When I eventually got a job as lecturer in a Further Education college, I was for a while elated — yet by its very nature this elation showed that I had not shaken off the feelings of worthlessness that would soon lead to further periods of depression. I lacked the calm confidence of one born to the role. At some not very submerged level, I evidently still didn’t believe that I was the kind of person who could do a job like teaching. But where did this belief come from? […] The form of social power that had most effect on me was class power, although of course gender, race and other forms of oppression work by producing the same sense of ontological inferiority, which is best expressed in exactly the thought I articulated above: that one is not the kind of person who can fulfill roles which are earmarked for the dominant group.

In disavowing Mark’s class position, CP simply echoes the depressive voice in Mark’s own head. “That’s not the right job for you.” Well, what is?

Just as infuriating, in light of this, is CP’s passive advocation for “joyful militancy”, as if this too is alien to Mark’s own writings. (It’s not.) But similarities between these positions elsewhere does not undermine the tone of “Exiting the Vampire Castle”. It’s okay — good even — to get sad; to get angry. It’s a question of why you feel that way and what you do with it. Again, Mark wrote of the goal for himself: “From anger and sadness to collective joy…

“Exiting the Vampire Castle” was just that — an exit — but Mark went on to do far more valuable things elsewhere and in other contexts. Exiting was his first step on the road to collective joy — an affect that is very rare on Twitter these days and just as rare in meatspace — but he did a great deal to try and find it. All he found on Twitter was anger and bitterness, misdirected, turned inwards, with no one to make contact with it.
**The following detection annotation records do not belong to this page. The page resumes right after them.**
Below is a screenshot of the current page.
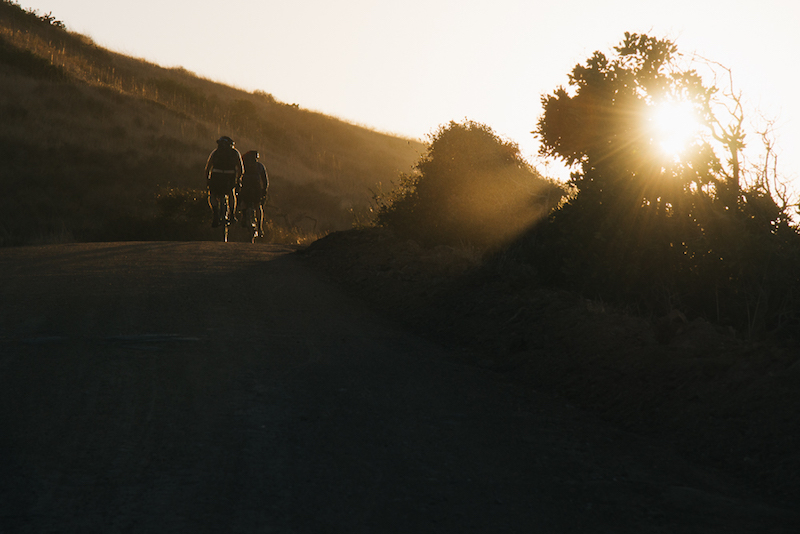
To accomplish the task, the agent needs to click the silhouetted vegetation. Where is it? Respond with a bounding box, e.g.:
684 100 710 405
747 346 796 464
511 34 800 342
0 0 422 245
376 121 564 249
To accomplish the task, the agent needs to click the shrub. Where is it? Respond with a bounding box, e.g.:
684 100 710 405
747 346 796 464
375 121 563 249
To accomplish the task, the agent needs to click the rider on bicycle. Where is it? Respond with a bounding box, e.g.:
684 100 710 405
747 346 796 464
239 150 269 237
206 135 244 228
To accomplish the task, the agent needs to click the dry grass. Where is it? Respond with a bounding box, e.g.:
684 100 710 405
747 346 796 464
0 0 422 244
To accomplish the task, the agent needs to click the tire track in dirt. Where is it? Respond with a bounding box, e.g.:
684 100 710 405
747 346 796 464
0 243 798 533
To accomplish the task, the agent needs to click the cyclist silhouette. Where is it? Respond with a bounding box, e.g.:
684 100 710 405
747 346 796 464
239 150 269 237
206 135 244 228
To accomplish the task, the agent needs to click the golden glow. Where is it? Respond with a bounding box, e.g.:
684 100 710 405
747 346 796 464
648 101 700 160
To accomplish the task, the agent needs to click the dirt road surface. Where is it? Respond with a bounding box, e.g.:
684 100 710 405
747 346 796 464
0 243 800 534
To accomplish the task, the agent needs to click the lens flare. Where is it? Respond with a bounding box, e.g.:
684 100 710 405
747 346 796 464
648 101 700 159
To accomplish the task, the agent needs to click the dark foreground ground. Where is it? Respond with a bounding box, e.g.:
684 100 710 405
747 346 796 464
0 241 800 533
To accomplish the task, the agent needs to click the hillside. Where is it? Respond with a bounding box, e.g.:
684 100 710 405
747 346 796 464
301 228 800 510
0 0 422 245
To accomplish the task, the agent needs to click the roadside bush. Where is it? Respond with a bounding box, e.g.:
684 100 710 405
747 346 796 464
375 121 564 249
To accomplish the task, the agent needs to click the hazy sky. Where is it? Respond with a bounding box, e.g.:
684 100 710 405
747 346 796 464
19 0 800 183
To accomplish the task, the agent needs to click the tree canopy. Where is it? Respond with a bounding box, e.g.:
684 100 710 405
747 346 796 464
529 33 800 338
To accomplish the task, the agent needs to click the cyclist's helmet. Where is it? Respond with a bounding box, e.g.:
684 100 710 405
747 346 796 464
242 150 258 163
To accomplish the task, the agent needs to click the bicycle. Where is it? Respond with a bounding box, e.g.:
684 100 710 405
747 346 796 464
242 202 264 243
211 191 235 243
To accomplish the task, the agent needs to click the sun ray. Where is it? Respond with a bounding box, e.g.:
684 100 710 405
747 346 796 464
648 100 700 159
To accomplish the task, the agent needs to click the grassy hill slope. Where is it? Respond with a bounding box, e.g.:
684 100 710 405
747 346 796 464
0 0 423 245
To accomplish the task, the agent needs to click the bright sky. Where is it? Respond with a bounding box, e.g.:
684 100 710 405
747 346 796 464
18 0 800 184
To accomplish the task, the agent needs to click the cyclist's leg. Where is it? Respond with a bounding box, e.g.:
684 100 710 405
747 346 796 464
208 190 220 228
256 202 264 237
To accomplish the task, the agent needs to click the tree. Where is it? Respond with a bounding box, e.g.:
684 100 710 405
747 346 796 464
530 33 798 336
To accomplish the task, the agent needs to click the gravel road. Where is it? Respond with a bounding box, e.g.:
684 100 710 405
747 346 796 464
0 243 800 534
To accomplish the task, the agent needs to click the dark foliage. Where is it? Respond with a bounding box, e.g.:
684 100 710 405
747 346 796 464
512 34 800 336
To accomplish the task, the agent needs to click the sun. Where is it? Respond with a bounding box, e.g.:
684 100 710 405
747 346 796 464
648 101 700 160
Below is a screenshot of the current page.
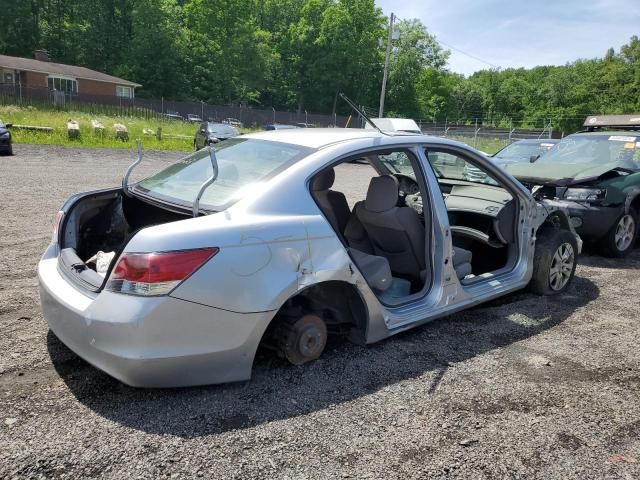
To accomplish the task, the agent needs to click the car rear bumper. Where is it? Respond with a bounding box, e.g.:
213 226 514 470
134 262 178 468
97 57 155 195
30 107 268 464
38 247 273 387
558 201 622 240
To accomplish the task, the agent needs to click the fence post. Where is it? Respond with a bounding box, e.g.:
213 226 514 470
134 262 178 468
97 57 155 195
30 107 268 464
473 117 478 148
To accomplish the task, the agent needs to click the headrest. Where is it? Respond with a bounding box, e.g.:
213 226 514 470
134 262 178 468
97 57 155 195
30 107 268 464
311 168 336 192
364 175 398 212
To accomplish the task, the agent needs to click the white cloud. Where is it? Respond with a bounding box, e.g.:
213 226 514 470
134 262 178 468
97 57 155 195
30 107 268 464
377 0 640 74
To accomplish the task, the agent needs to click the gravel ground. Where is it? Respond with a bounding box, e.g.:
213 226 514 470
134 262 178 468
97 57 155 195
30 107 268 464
0 145 640 479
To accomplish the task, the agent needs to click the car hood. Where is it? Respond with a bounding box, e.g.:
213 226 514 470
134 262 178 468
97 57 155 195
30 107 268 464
504 162 619 186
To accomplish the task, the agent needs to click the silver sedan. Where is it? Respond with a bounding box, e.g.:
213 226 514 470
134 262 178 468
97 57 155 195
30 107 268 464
38 129 581 387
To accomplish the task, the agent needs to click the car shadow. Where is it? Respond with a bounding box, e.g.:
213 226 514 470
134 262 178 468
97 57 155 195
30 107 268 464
47 277 599 438
578 246 640 270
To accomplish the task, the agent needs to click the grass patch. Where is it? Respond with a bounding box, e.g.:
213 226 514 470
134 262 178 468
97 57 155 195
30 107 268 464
0 105 252 151
0 105 505 154
447 137 507 155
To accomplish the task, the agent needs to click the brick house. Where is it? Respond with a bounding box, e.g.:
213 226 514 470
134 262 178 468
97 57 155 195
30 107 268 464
0 51 142 98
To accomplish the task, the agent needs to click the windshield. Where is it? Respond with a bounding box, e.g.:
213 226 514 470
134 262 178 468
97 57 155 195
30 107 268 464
494 142 554 161
135 138 313 211
207 124 238 135
538 135 640 170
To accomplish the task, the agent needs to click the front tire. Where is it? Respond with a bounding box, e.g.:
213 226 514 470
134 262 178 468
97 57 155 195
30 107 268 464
276 314 327 365
529 228 578 295
600 208 638 258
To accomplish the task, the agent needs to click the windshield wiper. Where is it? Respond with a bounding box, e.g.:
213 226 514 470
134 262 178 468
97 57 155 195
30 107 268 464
122 139 142 196
193 147 218 218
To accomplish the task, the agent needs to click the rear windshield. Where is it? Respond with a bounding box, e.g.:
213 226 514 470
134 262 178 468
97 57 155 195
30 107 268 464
538 134 640 170
134 138 313 211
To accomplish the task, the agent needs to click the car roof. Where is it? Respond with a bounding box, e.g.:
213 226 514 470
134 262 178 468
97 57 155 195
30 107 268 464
245 128 400 148
565 130 640 138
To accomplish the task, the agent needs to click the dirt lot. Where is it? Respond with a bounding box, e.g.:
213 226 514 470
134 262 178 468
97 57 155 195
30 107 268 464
0 145 640 479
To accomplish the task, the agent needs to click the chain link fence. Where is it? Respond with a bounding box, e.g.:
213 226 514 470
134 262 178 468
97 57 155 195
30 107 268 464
0 84 347 127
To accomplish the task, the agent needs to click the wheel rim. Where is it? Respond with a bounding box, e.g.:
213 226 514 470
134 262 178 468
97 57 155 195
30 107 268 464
298 327 324 357
614 214 636 252
549 243 575 291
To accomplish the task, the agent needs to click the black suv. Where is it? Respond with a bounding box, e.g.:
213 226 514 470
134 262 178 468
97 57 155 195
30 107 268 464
505 114 640 257
0 120 13 155
193 122 240 150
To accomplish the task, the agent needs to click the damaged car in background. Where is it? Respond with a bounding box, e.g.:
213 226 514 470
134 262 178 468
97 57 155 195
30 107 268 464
38 99 582 387
505 114 640 257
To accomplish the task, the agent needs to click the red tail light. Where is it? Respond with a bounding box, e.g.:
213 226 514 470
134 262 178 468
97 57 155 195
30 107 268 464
106 247 219 295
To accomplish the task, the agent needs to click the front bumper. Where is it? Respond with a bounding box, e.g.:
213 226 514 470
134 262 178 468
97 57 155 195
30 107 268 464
38 247 274 387
557 200 623 240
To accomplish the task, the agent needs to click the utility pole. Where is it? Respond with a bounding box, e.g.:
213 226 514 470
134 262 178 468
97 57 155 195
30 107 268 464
378 13 396 118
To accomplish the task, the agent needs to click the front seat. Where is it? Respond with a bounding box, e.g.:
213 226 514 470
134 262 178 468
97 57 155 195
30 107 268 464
311 168 351 236
355 175 430 283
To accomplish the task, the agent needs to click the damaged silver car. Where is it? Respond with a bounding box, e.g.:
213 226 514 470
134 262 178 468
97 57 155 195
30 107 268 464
38 111 582 387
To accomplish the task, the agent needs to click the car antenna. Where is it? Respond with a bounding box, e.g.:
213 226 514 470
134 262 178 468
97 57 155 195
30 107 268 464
193 147 218 218
339 92 389 136
122 138 142 196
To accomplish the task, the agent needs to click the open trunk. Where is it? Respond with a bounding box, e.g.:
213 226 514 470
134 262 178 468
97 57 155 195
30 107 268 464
59 189 190 291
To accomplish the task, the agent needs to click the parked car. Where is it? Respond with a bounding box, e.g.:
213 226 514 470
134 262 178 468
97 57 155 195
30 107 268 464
187 113 202 123
506 114 640 257
264 123 299 130
465 138 559 181
193 122 240 150
222 118 243 128
0 119 13 155
38 128 581 387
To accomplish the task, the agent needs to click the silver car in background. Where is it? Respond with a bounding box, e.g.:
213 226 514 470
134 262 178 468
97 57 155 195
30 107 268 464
38 129 581 387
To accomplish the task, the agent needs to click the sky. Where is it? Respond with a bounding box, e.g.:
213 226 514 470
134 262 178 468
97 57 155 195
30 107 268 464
376 0 640 75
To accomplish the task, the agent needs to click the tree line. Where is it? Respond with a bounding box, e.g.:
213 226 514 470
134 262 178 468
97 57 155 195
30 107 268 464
0 0 640 131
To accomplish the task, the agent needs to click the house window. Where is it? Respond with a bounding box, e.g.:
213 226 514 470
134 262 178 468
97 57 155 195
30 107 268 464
48 76 78 95
116 85 133 98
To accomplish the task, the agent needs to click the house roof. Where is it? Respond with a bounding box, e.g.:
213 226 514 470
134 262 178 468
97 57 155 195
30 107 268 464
0 55 142 87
Resonantly, Mark wrote about this kind of contact when reviewing Sleaford Mods’ album Divide & Exit for The Wire:

It isn’t always the role of political music to come up with solutions. But nothing could be more urgent than the questions which Sleaford Mods pose: who will make contact with the anger and frustration that Williamson articulates? Who can convert this bad affect into a new political project?

Not CP, that’s for sure.


  1. Cheers for taking the time to respond. I strongly suspect that we’re rapidly approaching the point – if we haven’t reached it already – where there’s not much more to add except a restatement of entrenched positions, but I will try and get around to writing up a response, although it’s likely to take a while before I get around to it.